“IN THE FADE” My rating: B+
106 minutes | MPAA rating: R
“In the Fade” may get a bit fuzzy around the edges, but its center is as solid as an anvil.
German actress Diane Kruger is utterly compelling in writer/director Fatih Akin’s tale of a woman attempting to come to terms with the terrorist killing of her husband and son. Even when the film threatens to bog down in courtroom cliches, Krueger’s fierce/fragile performance holds us in its grasp.
Small wonder the role won her best actress honors at last spring’s Cannes Film Festival. (“In the Fade” also won a Golden Globe as best foreign language film, which raises the question of why it hasn’t gotten a theatrical run here in Kansas City…but that’s another story.)
The picture begins with cellphone footage of the German prison wedding of convicted drug dealer Nuri (Numan Acar) to party-girl hottie Katja (Kruger).
It then cuts to the couple’s post-prison life. Years later we find them blissfully wed, parents to six-year-old son Rocco (Rafael Santana), and operating a thriving small business in Homburg. Nuri’s criminal past is a distant memory. They appear to be model citizens.
Their cozy existence is shattered when a bomb goes off in their business office and Nuri and Rocco are killed. The authorities eventually pin the crime on a neo-Nazi married couple, Edda and Andre (Hanna Hilsdorf, Ulrich Friedrich Brandhoff) who nurse deep-seated prejudices against Middle Eastern emigres.
“In the Fade” is really two movies. The more obvious one involves the prosecution of the bombers, with Katja as a major witness (she saw Edda leave a bicycle and parcel outside the office a few minutes before the blast), and it’s been calculated to instill in the viewer a case of righteous indignation when the court rules there is insufficient evidence for a conviction.
At this point Katja goes rogue, following the pair across Europe and dodging threats from the neo-fascist underground in order to track her prey. In other words, the movie becomes a late-blooming thriller.
The courtroom maneuvering and the amateur sleuthing are fairly melodramatic and at times unbelievable.

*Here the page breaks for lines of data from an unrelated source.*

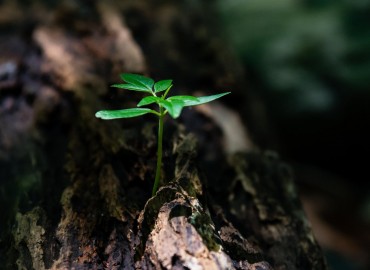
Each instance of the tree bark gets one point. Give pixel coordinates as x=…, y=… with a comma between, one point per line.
x=77, y=190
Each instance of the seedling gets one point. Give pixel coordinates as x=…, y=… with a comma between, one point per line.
x=172, y=105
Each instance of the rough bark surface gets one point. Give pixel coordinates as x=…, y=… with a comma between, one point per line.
x=76, y=190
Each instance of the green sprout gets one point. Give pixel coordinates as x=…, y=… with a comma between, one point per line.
x=172, y=105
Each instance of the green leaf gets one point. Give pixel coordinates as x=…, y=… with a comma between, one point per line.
x=175, y=108
x=205, y=99
x=126, y=113
x=131, y=87
x=139, y=81
x=183, y=98
x=149, y=100
x=162, y=85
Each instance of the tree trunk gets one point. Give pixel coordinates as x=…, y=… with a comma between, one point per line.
x=76, y=191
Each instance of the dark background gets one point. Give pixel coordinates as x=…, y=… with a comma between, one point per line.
x=309, y=62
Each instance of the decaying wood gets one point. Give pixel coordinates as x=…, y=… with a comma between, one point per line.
x=83, y=198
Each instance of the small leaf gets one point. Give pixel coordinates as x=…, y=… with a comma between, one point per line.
x=148, y=100
x=138, y=81
x=177, y=106
x=162, y=85
x=205, y=99
x=132, y=87
x=183, y=98
x=174, y=107
x=126, y=113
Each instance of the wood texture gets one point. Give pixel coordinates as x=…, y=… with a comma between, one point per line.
x=77, y=189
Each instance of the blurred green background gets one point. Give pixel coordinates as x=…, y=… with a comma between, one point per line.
x=309, y=61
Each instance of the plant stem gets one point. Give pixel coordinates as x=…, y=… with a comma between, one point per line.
x=159, y=151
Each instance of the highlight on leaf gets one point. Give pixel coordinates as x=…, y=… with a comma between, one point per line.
x=172, y=105
x=126, y=113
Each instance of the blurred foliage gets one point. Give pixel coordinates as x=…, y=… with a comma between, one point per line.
x=306, y=51
x=310, y=61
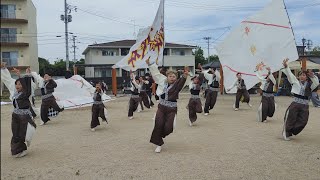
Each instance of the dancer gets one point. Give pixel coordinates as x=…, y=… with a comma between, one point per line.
x=97, y=108
x=149, y=85
x=297, y=114
x=22, y=126
x=267, y=106
x=33, y=86
x=168, y=91
x=143, y=93
x=241, y=91
x=48, y=100
x=211, y=94
x=135, y=98
x=194, y=105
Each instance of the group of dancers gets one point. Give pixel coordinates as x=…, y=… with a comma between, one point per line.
x=168, y=87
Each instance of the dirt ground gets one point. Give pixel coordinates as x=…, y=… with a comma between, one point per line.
x=224, y=145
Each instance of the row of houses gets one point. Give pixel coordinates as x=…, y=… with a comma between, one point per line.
x=99, y=58
x=19, y=34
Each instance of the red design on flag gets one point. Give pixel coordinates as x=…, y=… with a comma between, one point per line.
x=247, y=30
x=133, y=58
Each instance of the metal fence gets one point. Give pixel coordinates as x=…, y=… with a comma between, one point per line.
x=9, y=14
x=8, y=38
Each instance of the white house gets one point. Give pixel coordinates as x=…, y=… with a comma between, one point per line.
x=100, y=57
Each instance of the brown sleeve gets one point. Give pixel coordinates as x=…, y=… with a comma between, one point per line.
x=26, y=86
x=52, y=84
x=179, y=84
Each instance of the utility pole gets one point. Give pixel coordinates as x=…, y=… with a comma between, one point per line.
x=208, y=41
x=74, y=48
x=66, y=18
x=134, y=29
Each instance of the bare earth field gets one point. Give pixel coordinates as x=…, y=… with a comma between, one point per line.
x=224, y=145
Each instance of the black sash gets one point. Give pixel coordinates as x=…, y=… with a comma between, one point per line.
x=301, y=97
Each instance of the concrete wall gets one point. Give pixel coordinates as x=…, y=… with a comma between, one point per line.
x=26, y=33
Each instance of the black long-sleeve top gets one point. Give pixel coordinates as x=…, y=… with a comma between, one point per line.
x=21, y=99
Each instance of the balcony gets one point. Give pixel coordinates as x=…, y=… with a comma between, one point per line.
x=9, y=16
x=10, y=40
x=10, y=62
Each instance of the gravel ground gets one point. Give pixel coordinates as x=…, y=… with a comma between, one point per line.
x=224, y=145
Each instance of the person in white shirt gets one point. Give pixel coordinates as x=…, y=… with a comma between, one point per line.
x=135, y=98
x=168, y=91
x=213, y=77
x=242, y=91
x=297, y=114
x=267, y=106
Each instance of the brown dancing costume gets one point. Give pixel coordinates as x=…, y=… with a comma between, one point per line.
x=241, y=91
x=97, y=110
x=194, y=105
x=267, y=106
x=212, y=90
x=297, y=114
x=48, y=100
x=22, y=125
x=143, y=95
x=135, y=98
x=167, y=107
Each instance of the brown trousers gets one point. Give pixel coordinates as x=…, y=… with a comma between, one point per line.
x=97, y=111
x=19, y=126
x=145, y=99
x=133, y=105
x=211, y=99
x=163, y=124
x=296, y=118
x=194, y=107
x=45, y=105
x=240, y=93
x=268, y=107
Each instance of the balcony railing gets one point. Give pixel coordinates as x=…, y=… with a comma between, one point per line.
x=8, y=38
x=8, y=14
x=10, y=62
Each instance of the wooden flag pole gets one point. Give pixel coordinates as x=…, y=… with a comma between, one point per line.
x=114, y=82
x=221, y=80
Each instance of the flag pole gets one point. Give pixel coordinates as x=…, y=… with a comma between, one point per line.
x=163, y=34
x=285, y=7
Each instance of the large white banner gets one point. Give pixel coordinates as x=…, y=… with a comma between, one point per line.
x=266, y=36
x=150, y=44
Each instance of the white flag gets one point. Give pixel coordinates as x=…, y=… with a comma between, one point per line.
x=150, y=44
x=267, y=36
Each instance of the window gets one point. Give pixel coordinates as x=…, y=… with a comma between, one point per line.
x=107, y=53
x=103, y=72
x=125, y=51
x=11, y=58
x=8, y=11
x=8, y=34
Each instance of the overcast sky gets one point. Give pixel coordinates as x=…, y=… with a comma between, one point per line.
x=186, y=21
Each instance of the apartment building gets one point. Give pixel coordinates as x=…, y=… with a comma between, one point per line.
x=19, y=34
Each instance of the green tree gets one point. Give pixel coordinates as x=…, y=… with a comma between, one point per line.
x=199, y=56
x=315, y=51
x=81, y=70
x=213, y=58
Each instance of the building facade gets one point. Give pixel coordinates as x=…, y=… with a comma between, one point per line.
x=19, y=34
x=99, y=58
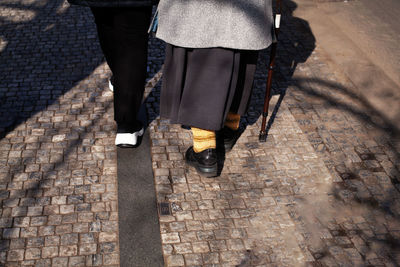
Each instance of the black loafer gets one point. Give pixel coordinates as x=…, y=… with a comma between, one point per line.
x=230, y=137
x=205, y=161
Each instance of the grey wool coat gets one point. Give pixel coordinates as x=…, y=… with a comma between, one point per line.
x=237, y=24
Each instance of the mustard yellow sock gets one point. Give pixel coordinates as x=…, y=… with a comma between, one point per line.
x=203, y=139
x=232, y=121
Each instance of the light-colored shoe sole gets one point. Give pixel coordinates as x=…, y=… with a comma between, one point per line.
x=128, y=139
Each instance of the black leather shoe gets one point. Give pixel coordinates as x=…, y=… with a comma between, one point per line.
x=205, y=161
x=230, y=137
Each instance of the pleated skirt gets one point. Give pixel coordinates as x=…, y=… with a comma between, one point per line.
x=201, y=85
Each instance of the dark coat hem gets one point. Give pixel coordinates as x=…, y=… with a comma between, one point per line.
x=115, y=3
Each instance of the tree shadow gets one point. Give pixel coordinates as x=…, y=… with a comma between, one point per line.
x=44, y=56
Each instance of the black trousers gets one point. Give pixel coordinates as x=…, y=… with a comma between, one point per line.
x=123, y=38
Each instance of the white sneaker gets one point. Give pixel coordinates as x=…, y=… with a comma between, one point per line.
x=128, y=140
x=110, y=86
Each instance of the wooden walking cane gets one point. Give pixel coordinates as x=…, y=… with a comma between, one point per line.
x=263, y=133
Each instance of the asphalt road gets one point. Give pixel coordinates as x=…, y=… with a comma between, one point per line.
x=139, y=230
x=360, y=39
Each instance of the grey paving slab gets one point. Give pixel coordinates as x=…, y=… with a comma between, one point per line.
x=140, y=243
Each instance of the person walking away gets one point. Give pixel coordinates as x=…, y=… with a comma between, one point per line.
x=211, y=55
x=122, y=30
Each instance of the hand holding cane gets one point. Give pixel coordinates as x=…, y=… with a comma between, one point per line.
x=263, y=133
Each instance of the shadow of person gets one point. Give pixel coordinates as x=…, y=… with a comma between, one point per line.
x=296, y=43
x=47, y=47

What gives the film real power — and the ability to look past its limitations — is Kruger’s knockout performance, which follows Katja from shock and loss through depression, isolation, broken hopes and a deepening vigilantism. Kruger offers a plausible and moving explanation for how an unremarkable working-class woman might herself become a bomb-planting avenging angel.